Üstelik bu diziyi üreten kadro da yeni... Eser TRT'nin yeteneksizliği defalarca, ama defalarca kanıtlanmış bazı eski kaşarlarının eline verilmemiş.
Fakat "pilot afişine" baktım, gene Amerikan usulü, oyuncuların kelleleri yan yana sıralanmış... Biliyorsunuz, Amerikalılar diziden önemli bir sahneyi, bir fotoğrafı alıp öne çıkarmak yerine artık bu yolu seçiyorlar, önde gelen oyuncuların kellelerini yan yana sıralıyorlar... Eh, "Amerikalılar'ın bir bildiği vardır" diyen yerli diziciler de hemen taklit ediyorlar.
Sözkonusu kellelere baktım, pek de Kemal Tahir ya da Kurt Kanunu "kokmuyor"...
Belli ki, İzmir suikastı bir "aşk ve macera filmi" gibi işlenecek, içinde elbette politika da olacak.
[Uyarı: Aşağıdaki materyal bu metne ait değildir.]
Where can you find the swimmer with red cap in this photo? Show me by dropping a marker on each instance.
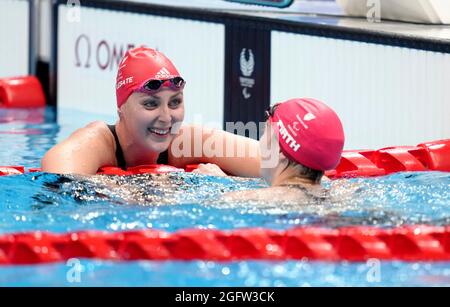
(150, 129)
(303, 138)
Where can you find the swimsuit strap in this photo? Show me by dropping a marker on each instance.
(119, 152)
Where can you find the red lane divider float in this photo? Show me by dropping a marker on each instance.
(418, 243)
(431, 156)
(21, 92)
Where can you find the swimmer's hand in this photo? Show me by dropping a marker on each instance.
(209, 169)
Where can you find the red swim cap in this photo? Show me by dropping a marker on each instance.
(309, 133)
(137, 67)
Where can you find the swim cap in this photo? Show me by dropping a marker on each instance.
(309, 133)
(138, 66)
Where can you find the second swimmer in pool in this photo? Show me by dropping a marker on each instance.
(303, 138)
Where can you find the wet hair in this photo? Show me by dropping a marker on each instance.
(305, 172)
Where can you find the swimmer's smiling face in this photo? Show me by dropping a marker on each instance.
(152, 121)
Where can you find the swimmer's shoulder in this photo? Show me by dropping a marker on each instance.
(83, 152)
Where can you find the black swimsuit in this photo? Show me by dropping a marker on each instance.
(162, 159)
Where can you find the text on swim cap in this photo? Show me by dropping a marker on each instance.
(285, 136)
(124, 82)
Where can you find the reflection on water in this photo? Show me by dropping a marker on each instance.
(184, 200)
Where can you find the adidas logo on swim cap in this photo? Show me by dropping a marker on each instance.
(163, 74)
(285, 136)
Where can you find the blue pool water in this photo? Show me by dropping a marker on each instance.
(171, 202)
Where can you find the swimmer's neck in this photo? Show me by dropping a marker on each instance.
(287, 178)
(133, 154)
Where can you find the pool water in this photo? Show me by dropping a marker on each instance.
(170, 202)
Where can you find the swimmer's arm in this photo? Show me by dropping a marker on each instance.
(84, 152)
(234, 154)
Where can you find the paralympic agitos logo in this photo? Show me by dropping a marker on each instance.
(103, 54)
Hatta, konuyla doğrudan ilgisi olmayan, romanda da olmayan "İzmir İktisat Kongresi'nde Kazım Karabekir'in Gazi'ye yönelttiği eleştiriler" falan, belki buna benzer başka şeyler de, diziye "saplama" yöntemiyle eklenmiş...
Sonra da ortaya Keşanlı gibi bir şey çıkacak. Haldun Taner'den yalnızca "konuyu" alanlar, umdukları ilgiyi pek de uyandıramayan bir serüven dizisi yaptılar.
O zaman da geriye ne kalır?
Abdülkadir ile Naciye'nin yatak sahnesi! Magazincilerin balıklama atlayacakları bir mesele. (Öte yandan "kömüryakıcının karısını" kim oynuyor yahu, orada da erotik malzeme boldur.)
Bari Naciye'nin "akşama gelirken konyak getir, balık yumurtası getir, ölümü öp erken gel" gibi repliklerini makaslamasalar da, sahne asıl rengini kaybetmese...
Fakat, Gazi Paşa'ya 1926 yılında düzenlenen İzmir suikastının temel gerçekleri de su yüzüne çıkarılacak, bundan hiç kuşkum yok.
Yani, suikast girişiminin başından beri Ankara yönetimi tarafından pek iyi bilindiği ve adım adım izlendiği... Bunun, muhalefeti ezmek, özellikle Gazi'ye kafa tutan "İttihat ve Terakki'nin A kadrosunu" yok etmek için bir fırsat olarak kullanıldığı... Bu amaçla kurunun yanında yaşın da yakıldığı (Ayıcı Arif meselesine hiç girmeyelim, başımız da derde girer!)... Suikast tertibinden haberi bile olmayan Cavit Bey'in suçsuz yere asıldığı... Kara Kemal'in Aksaray'da gizlendiği evin tavuk kümesinde intihar etmek zorunda bırakıldığı...
İstiklal Mahkemesi hızını alamamış, suikastla uzaktan yakından ilgisi olmayan birçok muhalif paşayı, bu arada İsmet Paşa'yı bile tutuklamaya kalkmıştı! Baskı görünce geri bastı. Genç subaylar, kişisel düşmanlıktan kaynaklanan gayretkeşliğin artık bu kadarından rahatsız olmuşlardı!
Eh, böyle bir diziden de daha ne beklenir? Hem bilmeyene yakın tarihi öğretecek, hem de hoşça vakit geçirtecek. Merakla izleyeceğiz tabii, umarım pişman olmayız.